As Program Directors, you are the equivalent of the head chef…..you control the programming …“what comes out of the speakers”… just as the chef controls the kitchen and is responsible for what comes out of it. But, I hate to break the news to you….. the radio station isn’t just the programing department.
I strongly recommend that Program Directors learn how other parts of the business work, particularly sales. For too many PDs over the years, the sales department has been viewed as something akin to the enemy. Well, they are not. The sales team is there to generate the very lifeblood of a commercial station….revenue. The better you understand the pressures they are under and what they need to achieve their goals the better you will understand the business of radio. Also, by understanding their business you will be better equipped to block some of their potentially damaging ideas that could be at odds with the overall programming strategy!
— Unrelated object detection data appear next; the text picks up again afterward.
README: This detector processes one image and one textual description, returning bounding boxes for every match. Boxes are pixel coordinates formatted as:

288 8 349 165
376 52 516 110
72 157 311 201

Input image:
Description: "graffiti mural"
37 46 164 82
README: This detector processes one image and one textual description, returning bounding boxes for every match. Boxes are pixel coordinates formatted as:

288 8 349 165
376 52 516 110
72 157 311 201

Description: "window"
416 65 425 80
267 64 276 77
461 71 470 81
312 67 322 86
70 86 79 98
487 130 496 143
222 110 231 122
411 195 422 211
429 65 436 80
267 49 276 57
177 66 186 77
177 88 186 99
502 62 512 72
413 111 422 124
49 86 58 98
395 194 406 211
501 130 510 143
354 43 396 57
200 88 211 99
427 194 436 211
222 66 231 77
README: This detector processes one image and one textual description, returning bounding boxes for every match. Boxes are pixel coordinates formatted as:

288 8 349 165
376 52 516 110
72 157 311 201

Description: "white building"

Understand your budget and how to manage it. Not good with figures? Ask the finance department.
How much does it actually cost to put on that Outside Broadcast? As the Program Director of a Talk station that was the overall #1 in Australia’s largest city, I quickly found out that OB’s featuring our major stars were being sold to clients with production recoveries far below what they actually cost the station. My predecessors just signed off on whatever figure they were presented with, failing to take into account the hire cost of the OB facility (yes we needed a secure structure from which to broadcast), the cost of landlines, the cost of security, the cost of catering etc. Given the station was averaging an OB a week, the difference in what it cost v what we had been recovering was many hundreds of thousands of dollars a year.
Get to know the engineering team, the news team……..understand what they do and how they do it.
When you understand the other parts of what makes a radio station tick, it makes it much easier for you to get your job of programming the station done. Every department should be working together towards the same goal.
A commercial radio station, just like a restaurant, is a business with many moving parts – get to understand the whole business.